I am a renegade math parent. I find it difficult to grasp that the author of this article did not challenge the use of calculators in grade 4. There is a time and place for conceptual understanding and elementary school is not it. Math is nice and simple and mechanistic. There is a method for solving problems using pencil and paper. If Math is to be truly intuitive then you need a database of problems (memorizing multiplication tables). This sets the stage for learning through Algebra. The first real conceptual problems arise in geometry.

The idea that the same problem can be solved in multiple ways works only for speed. Choose the fastest method for solving. this works in the grocery store, but hardly anywhere else. Concepts are usually for applied math, like chemistry or physics, or biology.

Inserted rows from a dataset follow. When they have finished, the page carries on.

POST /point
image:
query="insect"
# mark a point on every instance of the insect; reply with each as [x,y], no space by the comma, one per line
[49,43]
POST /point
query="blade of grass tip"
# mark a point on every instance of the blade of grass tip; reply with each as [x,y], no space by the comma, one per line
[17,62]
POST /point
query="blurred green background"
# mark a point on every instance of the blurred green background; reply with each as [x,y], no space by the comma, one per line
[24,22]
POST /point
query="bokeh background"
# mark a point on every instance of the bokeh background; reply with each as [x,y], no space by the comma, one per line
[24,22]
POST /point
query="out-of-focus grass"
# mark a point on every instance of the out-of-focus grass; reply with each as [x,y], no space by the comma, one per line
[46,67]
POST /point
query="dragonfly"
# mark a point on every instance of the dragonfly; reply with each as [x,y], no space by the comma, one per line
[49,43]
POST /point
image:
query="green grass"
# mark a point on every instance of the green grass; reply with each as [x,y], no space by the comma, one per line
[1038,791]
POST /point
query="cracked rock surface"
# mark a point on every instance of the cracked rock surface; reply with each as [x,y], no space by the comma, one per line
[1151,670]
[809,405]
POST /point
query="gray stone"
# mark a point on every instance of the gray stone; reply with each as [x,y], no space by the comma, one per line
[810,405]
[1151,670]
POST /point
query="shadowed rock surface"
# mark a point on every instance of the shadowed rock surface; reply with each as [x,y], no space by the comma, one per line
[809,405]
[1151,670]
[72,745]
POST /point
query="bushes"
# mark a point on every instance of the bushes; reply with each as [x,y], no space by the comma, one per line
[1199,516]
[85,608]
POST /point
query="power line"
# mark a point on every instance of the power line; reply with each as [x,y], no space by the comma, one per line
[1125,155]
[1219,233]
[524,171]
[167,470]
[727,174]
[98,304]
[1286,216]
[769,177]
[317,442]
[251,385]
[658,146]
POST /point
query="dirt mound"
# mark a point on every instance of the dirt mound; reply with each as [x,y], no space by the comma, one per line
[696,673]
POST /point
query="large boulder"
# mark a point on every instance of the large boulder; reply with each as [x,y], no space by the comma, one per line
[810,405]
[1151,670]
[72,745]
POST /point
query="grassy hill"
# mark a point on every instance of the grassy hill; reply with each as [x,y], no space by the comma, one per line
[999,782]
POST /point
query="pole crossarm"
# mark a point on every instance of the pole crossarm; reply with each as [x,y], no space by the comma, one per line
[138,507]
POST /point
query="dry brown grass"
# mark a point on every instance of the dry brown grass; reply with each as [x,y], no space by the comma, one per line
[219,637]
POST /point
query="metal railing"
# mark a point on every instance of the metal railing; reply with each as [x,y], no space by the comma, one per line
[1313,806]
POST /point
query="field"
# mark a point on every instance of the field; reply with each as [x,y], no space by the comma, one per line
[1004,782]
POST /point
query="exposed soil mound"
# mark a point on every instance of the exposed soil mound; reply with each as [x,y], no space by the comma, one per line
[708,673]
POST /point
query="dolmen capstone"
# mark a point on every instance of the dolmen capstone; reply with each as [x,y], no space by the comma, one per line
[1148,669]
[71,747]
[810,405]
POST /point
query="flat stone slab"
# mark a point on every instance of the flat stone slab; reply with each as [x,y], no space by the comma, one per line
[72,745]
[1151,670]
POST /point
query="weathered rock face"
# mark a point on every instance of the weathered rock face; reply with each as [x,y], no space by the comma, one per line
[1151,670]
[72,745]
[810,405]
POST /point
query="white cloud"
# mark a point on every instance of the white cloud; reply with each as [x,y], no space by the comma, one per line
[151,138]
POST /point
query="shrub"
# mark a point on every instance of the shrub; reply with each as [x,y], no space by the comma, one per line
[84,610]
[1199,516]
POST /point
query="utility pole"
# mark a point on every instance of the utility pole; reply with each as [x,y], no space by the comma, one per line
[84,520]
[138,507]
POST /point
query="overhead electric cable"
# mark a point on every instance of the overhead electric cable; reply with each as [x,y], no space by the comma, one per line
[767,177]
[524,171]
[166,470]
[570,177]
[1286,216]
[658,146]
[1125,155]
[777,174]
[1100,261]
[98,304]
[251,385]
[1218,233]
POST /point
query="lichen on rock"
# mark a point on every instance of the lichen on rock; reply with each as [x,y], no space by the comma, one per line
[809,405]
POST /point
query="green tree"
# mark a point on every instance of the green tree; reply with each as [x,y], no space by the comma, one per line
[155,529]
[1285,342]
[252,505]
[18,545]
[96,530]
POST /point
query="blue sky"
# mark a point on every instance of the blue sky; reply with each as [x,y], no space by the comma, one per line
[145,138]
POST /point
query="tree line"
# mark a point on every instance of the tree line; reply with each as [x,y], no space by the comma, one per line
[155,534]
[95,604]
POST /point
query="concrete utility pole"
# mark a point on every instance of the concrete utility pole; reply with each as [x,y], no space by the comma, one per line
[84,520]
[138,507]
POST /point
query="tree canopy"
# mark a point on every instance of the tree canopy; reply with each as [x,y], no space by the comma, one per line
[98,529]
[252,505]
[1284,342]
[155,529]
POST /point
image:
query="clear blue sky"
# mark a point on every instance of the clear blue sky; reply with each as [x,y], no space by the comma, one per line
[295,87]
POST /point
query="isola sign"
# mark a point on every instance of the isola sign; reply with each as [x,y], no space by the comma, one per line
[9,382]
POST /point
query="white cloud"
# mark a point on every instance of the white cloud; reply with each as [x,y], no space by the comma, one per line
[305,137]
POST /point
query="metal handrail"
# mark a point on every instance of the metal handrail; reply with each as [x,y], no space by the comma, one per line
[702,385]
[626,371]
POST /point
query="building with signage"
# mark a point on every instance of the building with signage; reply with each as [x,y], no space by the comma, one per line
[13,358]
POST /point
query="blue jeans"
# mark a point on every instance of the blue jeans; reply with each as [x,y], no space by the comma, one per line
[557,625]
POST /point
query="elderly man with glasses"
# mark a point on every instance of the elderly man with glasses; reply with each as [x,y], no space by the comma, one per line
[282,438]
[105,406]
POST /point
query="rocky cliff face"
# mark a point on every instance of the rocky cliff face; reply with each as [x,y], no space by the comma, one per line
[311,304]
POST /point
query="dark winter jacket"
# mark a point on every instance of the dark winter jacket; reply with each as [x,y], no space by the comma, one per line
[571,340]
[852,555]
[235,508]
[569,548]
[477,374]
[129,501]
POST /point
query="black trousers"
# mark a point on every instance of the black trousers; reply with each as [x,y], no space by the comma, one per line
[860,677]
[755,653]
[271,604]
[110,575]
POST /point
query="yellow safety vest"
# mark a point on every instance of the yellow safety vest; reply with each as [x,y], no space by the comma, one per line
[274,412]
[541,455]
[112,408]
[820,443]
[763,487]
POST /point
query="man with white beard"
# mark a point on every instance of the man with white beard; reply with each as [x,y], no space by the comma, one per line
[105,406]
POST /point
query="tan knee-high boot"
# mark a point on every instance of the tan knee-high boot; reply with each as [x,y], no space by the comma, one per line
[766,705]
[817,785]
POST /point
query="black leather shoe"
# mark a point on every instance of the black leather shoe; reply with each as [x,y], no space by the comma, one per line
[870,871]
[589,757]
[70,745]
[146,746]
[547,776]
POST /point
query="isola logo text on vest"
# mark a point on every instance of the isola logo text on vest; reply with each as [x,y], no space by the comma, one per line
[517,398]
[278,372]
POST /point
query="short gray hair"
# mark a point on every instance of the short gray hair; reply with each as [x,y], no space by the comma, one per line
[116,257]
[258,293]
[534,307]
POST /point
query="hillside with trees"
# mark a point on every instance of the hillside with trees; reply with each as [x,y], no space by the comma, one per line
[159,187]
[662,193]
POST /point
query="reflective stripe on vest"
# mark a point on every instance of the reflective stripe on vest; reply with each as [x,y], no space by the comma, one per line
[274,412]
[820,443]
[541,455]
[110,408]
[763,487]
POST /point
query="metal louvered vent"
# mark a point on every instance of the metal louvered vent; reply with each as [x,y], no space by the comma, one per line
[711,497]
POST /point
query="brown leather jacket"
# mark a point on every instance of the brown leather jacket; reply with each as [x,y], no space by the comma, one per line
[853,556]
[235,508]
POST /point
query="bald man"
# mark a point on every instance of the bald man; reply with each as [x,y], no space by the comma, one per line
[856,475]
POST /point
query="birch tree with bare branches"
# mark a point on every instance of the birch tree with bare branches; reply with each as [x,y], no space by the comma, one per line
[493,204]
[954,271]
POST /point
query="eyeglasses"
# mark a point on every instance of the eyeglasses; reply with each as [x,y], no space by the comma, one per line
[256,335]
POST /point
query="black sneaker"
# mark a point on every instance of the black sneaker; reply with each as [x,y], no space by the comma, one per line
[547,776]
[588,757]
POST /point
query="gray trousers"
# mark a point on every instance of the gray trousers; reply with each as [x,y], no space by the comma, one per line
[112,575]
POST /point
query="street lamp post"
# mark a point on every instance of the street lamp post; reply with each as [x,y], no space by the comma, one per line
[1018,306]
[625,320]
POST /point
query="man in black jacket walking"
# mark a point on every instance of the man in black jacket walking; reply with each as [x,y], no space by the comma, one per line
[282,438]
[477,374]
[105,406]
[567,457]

I would argue that stopping the focus on politically correct and confusing word problems is the first step. Concentrate on real world problems if you must. But keep the focus on building the database. The key to quality education is to provide math and its applications; keep them at the same pace; make the classes build together. the more you see it, the better you learn it.

Tis is fundamentally why calculators are so bad. they just punch numbers. why have the mental database when you have a calculator. Soon enough it becomes commonplace that mechanics are learned rather than the material.